PL First Cut – Jindal Steel & Power Q2FY24
PL First Cut – Jindal Steel & Power Q2FY24 – Tushar Chaudhari – Research Analyst, Prabhudas Lilladher Pvt Ltd
Jindal Steel & Power (JSP IN, CMP 634, TP 751, BUY): In line; lower coking coal cost saves the day, Capex delayed and increased by Rs7k cr
☘️ Std revenue declined 2% QoQ to Rs 120.8bn (-8% YoY, PLe Rs124.9bn) led by sharp decline in realization (-10% QoQ /-8%YoY; PLe Rs63.4k) to Rs60.1k. Sales volume grew 9% QoQ to 2.01mt (PLe 1.98mt) led by strong domestic demand.

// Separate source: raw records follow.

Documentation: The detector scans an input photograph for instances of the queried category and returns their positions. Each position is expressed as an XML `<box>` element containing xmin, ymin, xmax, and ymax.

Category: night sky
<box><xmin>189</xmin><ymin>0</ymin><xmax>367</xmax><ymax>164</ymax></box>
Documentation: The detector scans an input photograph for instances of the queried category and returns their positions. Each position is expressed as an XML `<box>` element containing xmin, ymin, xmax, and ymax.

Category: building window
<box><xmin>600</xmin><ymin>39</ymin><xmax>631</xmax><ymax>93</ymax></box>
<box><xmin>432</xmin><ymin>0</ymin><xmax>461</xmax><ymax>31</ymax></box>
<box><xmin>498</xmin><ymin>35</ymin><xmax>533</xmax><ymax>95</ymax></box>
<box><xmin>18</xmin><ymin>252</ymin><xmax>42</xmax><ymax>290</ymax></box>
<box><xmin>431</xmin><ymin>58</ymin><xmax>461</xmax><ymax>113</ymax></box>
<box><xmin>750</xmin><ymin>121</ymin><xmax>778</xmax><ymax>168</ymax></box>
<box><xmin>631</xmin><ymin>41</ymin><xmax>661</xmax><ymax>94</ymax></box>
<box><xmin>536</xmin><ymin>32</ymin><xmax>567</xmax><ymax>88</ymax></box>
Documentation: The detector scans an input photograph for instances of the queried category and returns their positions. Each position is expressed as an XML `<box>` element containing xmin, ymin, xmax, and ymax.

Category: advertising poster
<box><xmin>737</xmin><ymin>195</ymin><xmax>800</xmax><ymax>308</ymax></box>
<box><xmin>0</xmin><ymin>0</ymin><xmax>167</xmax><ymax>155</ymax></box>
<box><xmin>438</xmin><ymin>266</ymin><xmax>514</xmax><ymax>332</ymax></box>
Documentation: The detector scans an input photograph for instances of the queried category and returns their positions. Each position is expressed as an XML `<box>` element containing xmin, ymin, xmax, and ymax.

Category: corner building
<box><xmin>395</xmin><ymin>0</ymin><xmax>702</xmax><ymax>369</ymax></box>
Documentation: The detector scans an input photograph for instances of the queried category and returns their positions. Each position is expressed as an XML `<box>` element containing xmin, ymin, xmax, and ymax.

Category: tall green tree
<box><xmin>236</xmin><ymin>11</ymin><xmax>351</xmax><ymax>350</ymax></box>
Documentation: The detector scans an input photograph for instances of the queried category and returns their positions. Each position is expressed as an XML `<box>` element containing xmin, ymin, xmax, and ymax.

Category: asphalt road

☘️ Std EBITDA increased 26% YoY (-12% QoQ) to Rs 23.1bn (PLe 23.2bn) on account of decline in RM and other expenses. EBITDA/t stood at Rs11,632 (+27% YoY; PLe 11,838/t). Cons. EBITDA stood at Rs 22.8bn (+18% YoY/-13% QoQ; PLe 22.9bn). Cons. PAT was higher than est. as tax rate was lower due to poor performance from overseas subsidiaries.
☘️ Commissioning of 5.5mtpa Hot Strip Mill (HSM) is on track to be completed in 3QFY24 but expect delay in commissioning of 3mtpa BOF-III although mgmt is confident of achieving revised timelines of 4QFY25. Machinery ordering has started. BOF-II timeline further pushed by two quarters to 4QFY25 while mgmt expects it to commission earlier than given deadline.
☘️ Mgmt has tweaked its capex plan over last 3 months which led to capex increase by Rs7k cr to Rs31k cr, out of which Rs10.5k is spent till date. 3mtpa BOF III is planned instead of EAF earlier, while 1.2mtpa CRM and 0.5mtpa plate mill is added instead of Thin slab caster line. Capex on railways (Rs600cr) wagons and lines for material transfer is added.
☘️ Overburden removal from Utkal C coal mine started while production to start by Dec-23; although previous owner has raised fixed cost considered earlier at the time of auction; which may cause delays. Gare Palma mine production (1.5lac ton in 1st month) to witness ramp up in coming months.
☘️ We cut FY24/25E EBITDA estimates by 9%/7% on higher coking coal prices and delays in capacity addition respectively. Avg. coking coal cost for 2Q was lower by ~USD70/t QoQ but to increase by ~USD55/t in 3Q.
☘️ JSP is well poised to take dual benefit of volume growth and improvement in product mix over FY23-26E post commissioning of HSM; however, there has been delays of few quarters in blast furnace commissioning which would impact FY25 volumes. Incremental volumes from pellet plant and cost savings from captive coal mines would contribute to FY25 EBITDA margins. We expect Revenue/EBITDA/PAT CAGR of 7%/13%/23% over FY23-26E. At CMP, stock is trading at 6x/5x EV of FY25E/FY26E EBITDA. Retain ‘BUY’ rating with revised TP of Rs751 (earlier Rs812) valuing at 6x EV of Sept 2025E EBITDA, as we roll forward.